UN urges full reopening of South Asia schools amid learning loss – South Asia Time

UN urges full reopening of South Asia schools amid learning loss

 December 20, 2021  

India and its neighbours should fully reopen schools to address the interrupted education of more than 400 million children whose classrooms were shut by the coronavirus pandemic, UNICEF says, with a top official warning the consequences could last decades.

Schools in Bangladesh were closed for almost 18 months, one of the longest closures in the world, the UN children’s agency said, while schools in other South Asian countries were shut for an average of 31.5 weeks between March 2020 and August this year, Aljazzera writes.

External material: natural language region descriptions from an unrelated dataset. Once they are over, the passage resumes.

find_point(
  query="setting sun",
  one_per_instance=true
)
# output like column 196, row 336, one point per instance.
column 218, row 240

“This happened in a region where there were no strong conditions for remote learning,” George Laryea-Adjei, UNICEF’s regional director for South Asia, told the AFP news agency.

“Access to internet and devices was very uneven. And we see a severe learning deficiency, especially among poor communities and girls – because often boys are more trusted with technology.”

One study in India, cited in the report, showed that the proportion of grade 3 children who could read a grade 1 level text fell from about 42 percent in 2018 to just 24 percent in 2020.

Being out of school also led to students experiencing psychosocial distress, poor mental health and increased risk of violence. Girls were at a high risk of early marriage.

The UNICEF report called on governments in South Asia to safely resume in-person learning and ensure that students catch up, as well as improve connectivity.

“The cost of inaction would be a weaker labour force in a few years, it is going to show,” said Laryea-Adjei. “The consequences will be long term.”

According to a UNESCO database, schools in India, Bangladesh, Nepal and Afghanistan remain only partially open, while those in Pakistan and Sri Lanka are fully open.

The report also warned that child mortality is projected to rise as pandemic disruptions to health services have left millions of children without lifesaving vaccines.